According to the governor's office, both the Alcoholic Beverage Control and CalTrans are joining the operation. The agencies are going to deploy additional resources to the Tenderloin to address things like loitering and graffiti. The California National Guard, which is working on dismantling drug trafficking networks, has also increased the number of analysts assigned to the operation from 14 to 20.
"It's to build out, essentially, an image or a visual representation of the network and how it looks and how the people in the network relate to one another," Major General Matthew Beevers said of the National Guard's mission. "So, it's being able to understand the networks in such a way that we can give that info back to law enforcement and they can make arrests."
The challenge, according to Mike Sena, who works as the executive director of the Northern California High Intensity Drug Trafficking Area (HIDTA) task force, is that there is just so much fentanyl.

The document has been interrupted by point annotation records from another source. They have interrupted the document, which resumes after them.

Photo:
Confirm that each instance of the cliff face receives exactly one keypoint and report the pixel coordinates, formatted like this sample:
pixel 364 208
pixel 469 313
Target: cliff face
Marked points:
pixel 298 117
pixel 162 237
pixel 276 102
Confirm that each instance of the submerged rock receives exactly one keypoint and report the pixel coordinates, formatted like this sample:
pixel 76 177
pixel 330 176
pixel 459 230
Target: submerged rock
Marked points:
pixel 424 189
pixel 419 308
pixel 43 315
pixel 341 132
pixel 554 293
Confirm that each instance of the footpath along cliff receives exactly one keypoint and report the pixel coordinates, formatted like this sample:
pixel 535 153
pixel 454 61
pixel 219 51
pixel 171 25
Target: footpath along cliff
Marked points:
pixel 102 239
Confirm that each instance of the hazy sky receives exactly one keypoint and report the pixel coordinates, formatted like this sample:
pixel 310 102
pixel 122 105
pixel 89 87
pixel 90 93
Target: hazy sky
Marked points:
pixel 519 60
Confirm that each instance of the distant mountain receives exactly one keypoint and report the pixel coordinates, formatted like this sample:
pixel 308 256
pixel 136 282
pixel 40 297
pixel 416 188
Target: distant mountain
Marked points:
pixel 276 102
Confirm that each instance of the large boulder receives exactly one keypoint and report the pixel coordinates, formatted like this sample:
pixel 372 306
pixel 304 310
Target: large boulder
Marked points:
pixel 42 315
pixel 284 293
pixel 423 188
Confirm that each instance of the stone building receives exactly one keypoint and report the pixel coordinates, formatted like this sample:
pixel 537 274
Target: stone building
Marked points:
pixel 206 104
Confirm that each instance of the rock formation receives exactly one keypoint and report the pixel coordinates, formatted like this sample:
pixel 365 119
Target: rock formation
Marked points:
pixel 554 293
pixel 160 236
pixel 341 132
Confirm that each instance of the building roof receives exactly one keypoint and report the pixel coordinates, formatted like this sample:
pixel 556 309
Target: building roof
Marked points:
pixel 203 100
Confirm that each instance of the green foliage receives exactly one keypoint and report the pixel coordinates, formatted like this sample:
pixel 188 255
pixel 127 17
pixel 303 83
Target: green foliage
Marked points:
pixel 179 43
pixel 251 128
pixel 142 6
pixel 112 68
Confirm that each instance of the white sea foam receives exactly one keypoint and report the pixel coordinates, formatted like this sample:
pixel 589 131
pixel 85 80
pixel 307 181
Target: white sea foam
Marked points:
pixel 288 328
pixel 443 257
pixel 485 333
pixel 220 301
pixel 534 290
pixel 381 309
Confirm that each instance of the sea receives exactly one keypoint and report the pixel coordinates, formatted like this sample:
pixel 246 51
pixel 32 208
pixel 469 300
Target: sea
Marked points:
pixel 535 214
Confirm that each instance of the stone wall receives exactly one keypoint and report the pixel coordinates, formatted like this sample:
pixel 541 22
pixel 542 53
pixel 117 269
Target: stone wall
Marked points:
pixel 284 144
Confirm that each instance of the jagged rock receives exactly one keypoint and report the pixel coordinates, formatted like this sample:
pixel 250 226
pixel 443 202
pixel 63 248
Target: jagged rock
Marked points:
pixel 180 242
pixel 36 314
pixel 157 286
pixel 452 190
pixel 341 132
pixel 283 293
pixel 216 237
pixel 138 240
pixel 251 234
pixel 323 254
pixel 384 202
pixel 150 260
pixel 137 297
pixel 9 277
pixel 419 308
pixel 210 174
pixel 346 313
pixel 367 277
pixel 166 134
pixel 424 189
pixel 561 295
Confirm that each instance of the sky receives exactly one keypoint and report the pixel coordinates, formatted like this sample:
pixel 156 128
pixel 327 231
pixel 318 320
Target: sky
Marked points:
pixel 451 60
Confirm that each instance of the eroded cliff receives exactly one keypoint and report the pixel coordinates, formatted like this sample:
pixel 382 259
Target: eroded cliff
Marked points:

"I mean it is to the point where the dealers, even if they lose pounds, which is a lot of money - it's like nothing to them," Sena said from his office on the 15th floor of the San Francisco federal building, which overlooks parts of the Tenderloin.
According to Sena, drug dealers working in the Tenderloin are mostly people originally from Honduras. A majority of the fentanyl they're selling is manufactured and brought in from Mexico. And the people buying come from all over Northern California, and some even out of state.
"A good portion of the people coming to San Francisco and are being arrested for purchasing in San Francisco are not native San Franciscans. They are people outside the area," Sena said. "So, we have to work with those communities as well."
Noticing a change
Back on the streets, we asked recovery advocate Tom Wolf, who was formerly homeless in the Tenderloin and addicted to fentanyl, if he's noticed any change in the neighborhood.
"Well, there's some blocks in the Tenderloin that are better, right? And definitely I've seen the CHP out there, and the CHP is primarily doing traffic stops for people in the neighborhood," Wolf said. "But I've also seen some of the drug market shift now to South of Market. So, now down by the federal building, down there 7th and Mission - that's kind of become the epicenter of the drug activity that you see."
"There are spots still in the Tenderloin - Van Ness and Eddy is still a hot spot. Hyde and Ellis is still a hot spot. But they've cleared out several blocks in the community as a result of the added enforcement," he explained.
Asked what grade he would give the operation six weeks in, Wolf laughed and replied, "Incomplete."
"I'd give an incomplete, because it hasn't been enough time," he said.
But the agencies working on the effort acknowledge six weeks is just the beginning. They said their efforts are far from over.
"I think we finally reached the tipping point in this city where the number of deaths exceeded what anyone could stand anymore," Sena said. "Up until this point, we have had basically a world without consequences, and now everyone is saying there will be consequences in San Francisco if you're dealing fentanyl."
Major General Beevers vowed to continue the National Guard operation for "as long as it takes."
"My message to drug dealers in the Tenderloin is this," Beevers said. "It's that you might not see uniform National Guard on the streets, but know this: that we are behind the scenes, we're going to figure out who you are, who your bosses are, who launders your money, and who gives you drugs to sell in this city."
"And we're going to come after you," he added. "And we're going to get you."